Pipeline energy storage in district heating networks (DHNs) has shown to be capable of improving energy efficiency in an integrated electricity and heat system (IEHS). However, most electric power networks (EPNs) and DHNs are managed by different entities, while the incentives inducing such flexibilities from DHNs have been seldom discussed. This paper fills the research gap by investigating price incentives offered by EPNs to encourage DHN operators to fully utilize pipeline energy storage. Individual interests of EPNs and DHNs are addressed via a bi-level model, where the EPN operator determines the best price incentive based on optimal power flow (OPF) in the upper-level, while the lower-level problem describes the optimal response of the DHN operator based on optimal thermal flow (OTF). To preserve the privacy of DHNs in distributed operation, a reduced and accurate OTF model is then proposed where internal states are eliminated and system parameters are not exposed, which also relieves model complexity. Finally, a price-quantity decomposition method along with warm-start strategies are proposed to solve the reduced bi-level model, and the solution obtained is interpreted as the equilibrium of Stackelberg competition between EPNs and DHNs. Case studies of two IEHSs validate that the proposed decomposition method can efficiently reach Stackelberg equilibrium in a distributed setting, while the introduced incentive-based coordination mechanism can effectively improve social welfare by lowering total costs in both EPNs and DHNs.

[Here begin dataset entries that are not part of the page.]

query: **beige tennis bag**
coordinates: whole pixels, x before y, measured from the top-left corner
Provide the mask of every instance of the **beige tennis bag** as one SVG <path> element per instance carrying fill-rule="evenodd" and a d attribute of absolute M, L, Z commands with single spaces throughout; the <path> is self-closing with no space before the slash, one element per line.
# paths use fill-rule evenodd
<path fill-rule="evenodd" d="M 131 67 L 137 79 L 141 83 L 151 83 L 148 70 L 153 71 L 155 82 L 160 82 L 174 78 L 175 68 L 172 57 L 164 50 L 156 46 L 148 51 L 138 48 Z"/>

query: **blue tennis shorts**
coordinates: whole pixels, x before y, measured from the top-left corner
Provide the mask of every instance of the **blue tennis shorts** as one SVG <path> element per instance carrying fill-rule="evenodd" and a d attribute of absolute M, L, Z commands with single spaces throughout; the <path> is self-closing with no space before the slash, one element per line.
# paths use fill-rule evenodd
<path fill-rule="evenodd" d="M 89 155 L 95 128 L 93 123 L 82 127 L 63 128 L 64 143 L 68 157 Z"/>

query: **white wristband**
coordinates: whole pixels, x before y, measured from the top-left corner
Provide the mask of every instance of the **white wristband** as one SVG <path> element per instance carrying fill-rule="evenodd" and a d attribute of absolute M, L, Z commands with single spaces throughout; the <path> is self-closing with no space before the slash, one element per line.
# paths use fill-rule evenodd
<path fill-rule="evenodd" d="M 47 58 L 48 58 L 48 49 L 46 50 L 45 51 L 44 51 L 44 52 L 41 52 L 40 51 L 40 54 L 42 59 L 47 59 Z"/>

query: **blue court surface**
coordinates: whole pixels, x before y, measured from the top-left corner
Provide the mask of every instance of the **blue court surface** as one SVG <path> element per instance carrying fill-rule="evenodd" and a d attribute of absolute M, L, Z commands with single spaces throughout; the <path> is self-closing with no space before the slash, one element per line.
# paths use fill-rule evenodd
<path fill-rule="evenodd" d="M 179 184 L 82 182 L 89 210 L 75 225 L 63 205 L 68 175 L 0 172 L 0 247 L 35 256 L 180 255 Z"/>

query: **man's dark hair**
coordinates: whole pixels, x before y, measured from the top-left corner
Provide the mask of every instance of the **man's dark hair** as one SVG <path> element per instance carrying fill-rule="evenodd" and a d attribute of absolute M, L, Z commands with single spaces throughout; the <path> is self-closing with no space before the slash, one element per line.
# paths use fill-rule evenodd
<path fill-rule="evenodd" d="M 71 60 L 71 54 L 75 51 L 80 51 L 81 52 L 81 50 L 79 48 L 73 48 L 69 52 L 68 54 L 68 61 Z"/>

区域供热网络（DHN）中的管道能量存储已显示出能够提高综合电热系统（IEHS）的能源效率的能力。但是，大多数电力网络（EPN）和DHN由不同的实体管理，而很少讨论从DHN引发这种灵活性的激励措施。本文通过调查EPN为鼓励DHN运营商充分利用管道储能提供的价格激励措施来填补研究空白​​。EPN和DHN的个人利益通过双层模型解决，其中EPN运营商根据上层的最佳潮流（OPF）确定最佳价格激励，而下层问题则描述了上层的最佳响应。 DHN运算符基于最佳热流（OTF）。为了在分布式操作中保护DHN的隐私，然后，提出了一种简化且精确的OTF模型，该模型消除了内部状态并且不公开系统参数，这也减轻了模型的复杂性。最后，提出了一种价格量分解方法和热启动策略来求解简化的双层模型，并将获得的解解释为EPN和DHN之间的Stackelberg竞争均衡。对两个IEHS的案例研究证实，所提出的分解方法可以在分布式环境中有效地达到Stackelberg平衡，而引入的基于激励的协调机制可以通过降低EPN和DHN的总成本来有效地改善社会福利。最后，提出了一种价格量分解方法和热启动策略来求解简化的双层模型，并将获得的解解释为EPN和DHN之间的Stackelberg竞争均衡。对两个IEHS的案例研究证实，所提出的分解方法可以在分布式环境中有效地达到Stackelberg平衡，而引入的基于激励的协调机制可以通过降低EPN和DHN的总成本来有效地改善社会福利。最后，提出了一种价格量分解方法和热启动策略来求解简化的双层模型，并将获得的解解释为EPN和DHN之间的Stackelberg竞争均衡。对两个IEHS的案例研究证实，所提出的分解方法可以在分布式环境中有效地达到Stackelberg平衡，而引入的基于激励的协调机制可以通过降低EPN和DHN的总成本来有效地改善社会福利。